A combinação de carteiras de produtos das empresas de ciências da vida está a tornar-se mais complexa em diferentes áreas terapêuticas e também geográficas. Para além de novos lançamentos de tratamentos potencialmente prescritos em massa para doenças de elevada prevalência, a próxima geração de novos produtos inovadores inclui Medicamentos Terapêuticos Avançados (ATMP) de elevada complexidade. As mesmas estratégias de comercialização que apoiam potenciais êxitos de bilheteira, como os medicamentos agonistas GLP-1 para a obesidade e outras doenças crónicas, não serão obviamente adequadas para tratamentos personalizados especializados e de elevado custo, como as terapias celulares e genéticas. As empresas precisam de ter a capacidade de criar histórias de valor convincentes em toda a sua carteira de lançamentos, desde produtos de cuidados primários a terapias personalizadas na vanguarda da ciência - e precisam de identificar os públicos-alvo certos em cada caso e adaptar-lhes a narrativa de forma adequada.
A otimização deste processo é fundamental. É crucial garantir a qualidade dos dados, facilitar a integração e permitir a partilha de dados em tempo real entre as partes interessadas — médicos, entidades pagadoras, doentes e outros. É essencial ter pessoas na sua força de trabalho ou de terceiros que sejam capazes de filtrar dados extensos e destilá-los numa narrativa ou história convincente que esteja alinhada com a ambição comercial e a estratégia para a carteira atual e futura.
O que é que significa moldar e desenvolver o mercado?
A comunicação de dados deve ir mais longe e abranger a modelação do mercado e das políticas, ou a criação do ambiente de mercado para facilitar o acesso e impulsionar a adoção de produtos. Depois de uma empresa ter criado a força de trabalho certa de talentos que podem filtrar dados numa história que encapsule o valor do medicamento, é imperativo construir relações dentro da esfera mais ampla de influência direta e indireta para apoiar os objectivos comerciais.

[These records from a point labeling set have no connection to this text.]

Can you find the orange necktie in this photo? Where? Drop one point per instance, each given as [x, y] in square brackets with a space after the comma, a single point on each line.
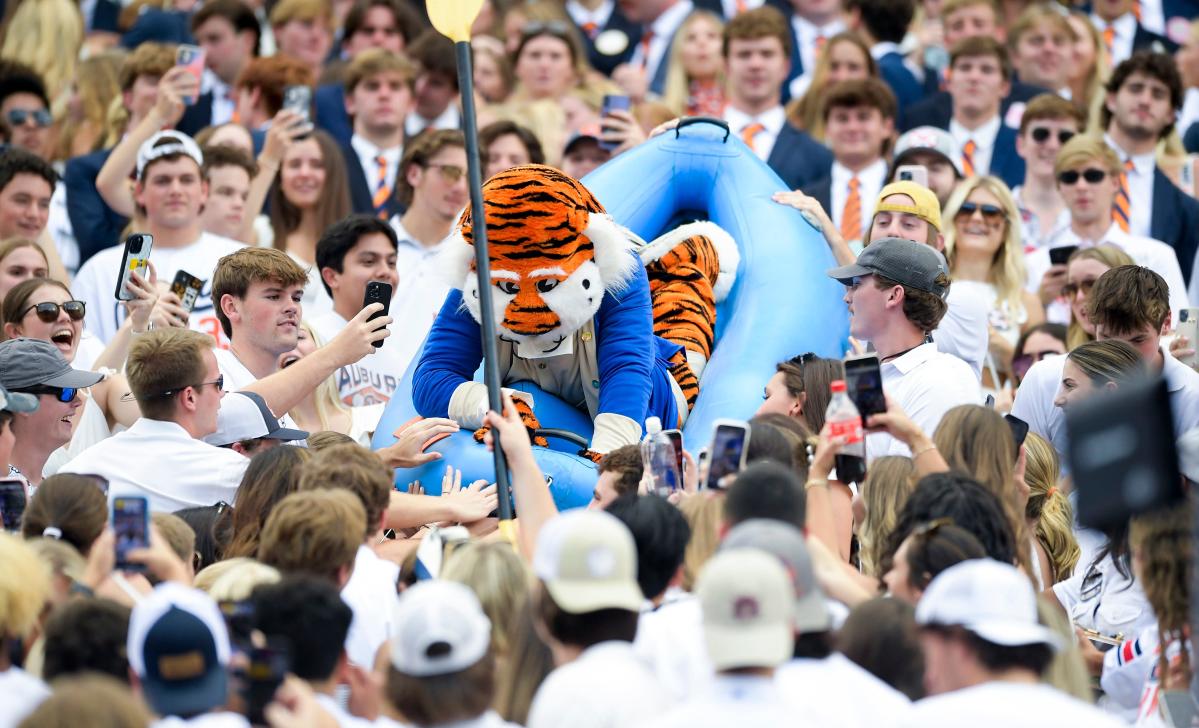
[383, 191]
[1120, 210]
[851, 214]
[968, 151]
[749, 132]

Isto significa envolver todo o ecossistema de partes interessadas que podem encontrar o seu medicamento e ir além da tríade tradicional de médicos, pagadores e doentes para incluir também reguladores, outros organismos governamentais, grupos de defesa dos doentes e académicos. Cada vez mais, envolve também parcerias e colaborações mais alargadas do ecossistema de saúde com outros fabricantes e organizações do sector privado.
A preparação do mercado para o lançamento de um medicamento começa muito antes da comercialização. A avaliação da EY mostra que a trajetória de lançamento de novos produtos é fundamental para as suas hipóteses de concretizar o seu valor potencial. Cada produto tem uma curva de receitas prevista antes de poder maximizar o seu potencial máximo de vendas, mas o atraso na colocação no mercado e a adoção mais lenta do que o previsto podem fazer com que os produtos fiquem abaixo dessa trajetória, colocando as empresas na via do incumprimento dos objectivos de uma forma que pode ser difícil de recuperar (ver Figura 3).